O’Rourke has proposed the war tax before, introducing similar legislation while serving in the House in 2016 and 2017. O’Rourke served on the House’s Veterans’ Affairs Committee and made veteran care a focus of his time in Congress. His west Texas congressional district is home to Fort Bliss, a large U.S. Army base.
Other prominent political players have also previously supported the idea of a war tax, including Sen. Bernie Sanders, (I-Vt.), a fellow 2020 contender for the Democratic presidential nomination.
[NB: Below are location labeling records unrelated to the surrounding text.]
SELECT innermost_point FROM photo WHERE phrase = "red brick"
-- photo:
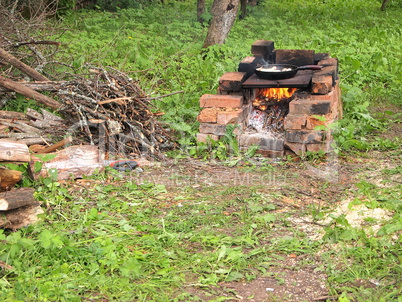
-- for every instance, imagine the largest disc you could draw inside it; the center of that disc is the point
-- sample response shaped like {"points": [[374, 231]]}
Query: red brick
{"points": [[329, 62], [202, 137], [207, 128], [221, 101], [230, 116], [320, 57], [326, 147], [299, 149], [310, 107], [208, 115], [329, 70], [307, 136], [264, 141], [248, 60], [306, 122], [270, 153], [232, 81], [321, 84], [297, 57]]}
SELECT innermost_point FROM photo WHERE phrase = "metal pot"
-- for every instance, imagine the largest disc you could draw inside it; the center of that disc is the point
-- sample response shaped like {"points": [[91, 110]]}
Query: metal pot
{"points": [[281, 71]]}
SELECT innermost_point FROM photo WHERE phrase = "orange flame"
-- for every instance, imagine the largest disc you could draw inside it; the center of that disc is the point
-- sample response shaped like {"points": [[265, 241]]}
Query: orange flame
{"points": [[277, 93]]}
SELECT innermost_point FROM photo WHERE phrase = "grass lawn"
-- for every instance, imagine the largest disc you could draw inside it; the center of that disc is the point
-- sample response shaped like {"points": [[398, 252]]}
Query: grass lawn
{"points": [[246, 229]]}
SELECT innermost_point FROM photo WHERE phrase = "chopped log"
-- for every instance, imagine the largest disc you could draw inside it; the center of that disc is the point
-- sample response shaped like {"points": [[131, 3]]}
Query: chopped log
{"points": [[33, 141], [17, 198], [18, 136], [23, 127], [48, 116], [22, 66], [42, 86], [74, 161], [20, 217], [12, 115], [8, 179], [14, 151], [28, 92], [57, 145]]}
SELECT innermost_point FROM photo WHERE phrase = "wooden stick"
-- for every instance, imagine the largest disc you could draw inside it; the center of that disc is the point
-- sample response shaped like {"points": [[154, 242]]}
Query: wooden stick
{"points": [[8, 179], [57, 145], [12, 115], [20, 217], [18, 44], [13, 151], [22, 66], [43, 86], [17, 198], [28, 92]]}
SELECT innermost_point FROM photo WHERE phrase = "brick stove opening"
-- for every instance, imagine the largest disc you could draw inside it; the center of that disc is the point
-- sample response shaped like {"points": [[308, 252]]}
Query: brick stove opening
{"points": [[288, 116]]}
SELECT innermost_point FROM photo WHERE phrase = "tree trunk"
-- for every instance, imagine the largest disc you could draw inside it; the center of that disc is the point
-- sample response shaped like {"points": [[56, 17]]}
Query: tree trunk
{"points": [[243, 8], [29, 93], [200, 10], [223, 16]]}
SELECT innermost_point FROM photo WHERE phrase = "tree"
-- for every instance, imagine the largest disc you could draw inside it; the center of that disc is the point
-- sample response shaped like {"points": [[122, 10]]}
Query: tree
{"points": [[200, 10], [224, 14]]}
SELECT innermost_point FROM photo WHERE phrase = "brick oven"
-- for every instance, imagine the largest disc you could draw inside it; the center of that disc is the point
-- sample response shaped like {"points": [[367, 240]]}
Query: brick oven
{"points": [[285, 116]]}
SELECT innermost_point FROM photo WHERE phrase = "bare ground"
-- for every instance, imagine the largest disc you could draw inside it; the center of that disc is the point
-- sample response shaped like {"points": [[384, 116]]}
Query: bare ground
{"points": [[296, 185]]}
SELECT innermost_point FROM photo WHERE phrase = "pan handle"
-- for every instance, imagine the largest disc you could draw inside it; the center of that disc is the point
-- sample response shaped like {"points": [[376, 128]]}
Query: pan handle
{"points": [[313, 67]]}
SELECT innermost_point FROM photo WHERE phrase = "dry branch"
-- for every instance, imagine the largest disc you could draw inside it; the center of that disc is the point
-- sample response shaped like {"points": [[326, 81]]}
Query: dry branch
{"points": [[16, 198], [8, 179], [14, 151], [28, 92], [20, 217], [57, 145]]}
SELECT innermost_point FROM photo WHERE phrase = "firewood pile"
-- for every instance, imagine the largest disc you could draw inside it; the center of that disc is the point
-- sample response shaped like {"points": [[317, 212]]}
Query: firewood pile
{"points": [[104, 107], [82, 120], [18, 207]]}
The plan unveiled Monday further outlined O’Rourke’s sweeping proposals to alter the Department of Veterans Affairs. It includes a number of steps such as filling the 45,000 staff vacancies at the VA, making staffing rations and wait times publicly visible, expanding access to telehealth, requiring more attention to mental health, treatment for addiction, suicide prevention, and making electronic health care data the standard.
The candidate is also calling on Congress to double the National Institutes of Health funding on Alzheimer’s research to $5 billion per year to better asses cases stemming from military service. In addition, O’Rourke wants to increase funding for research into Amyotrphic lateral sclerosis (ALS) based on a study from the Institute of Medicine that found that veterans of the Persian Gulf War, Vietnam War, and World War II were more prone to developing the disease.
The plan would also require the Defense Department to update its records regarding LGBTQ veterans who were discharged because of their sexual orientation, and creates a pathway to citizenship for foreign citizens who serve in the U.S. military.
The plan announcement comes three days before the first round of Democratic debates as O’Rourke tries to improve his reputation as a young and inexperienced policy lightweight. The 2020 hopeful has recently increased his television appearances and has been more detailed in his policy suggestions in recent weeks.
Throughout his three terms in Congress and during his bid to unseat Republican U.S. Sen. Ted Cruz in the 2018 midterms, O’Rourke has called for the United States to pull out of Iraq and Afghanistan. Currently, there are approximately 20,000 foreign troops in Afghanistan, most of which are American, and 5,000 American troops in Iraq.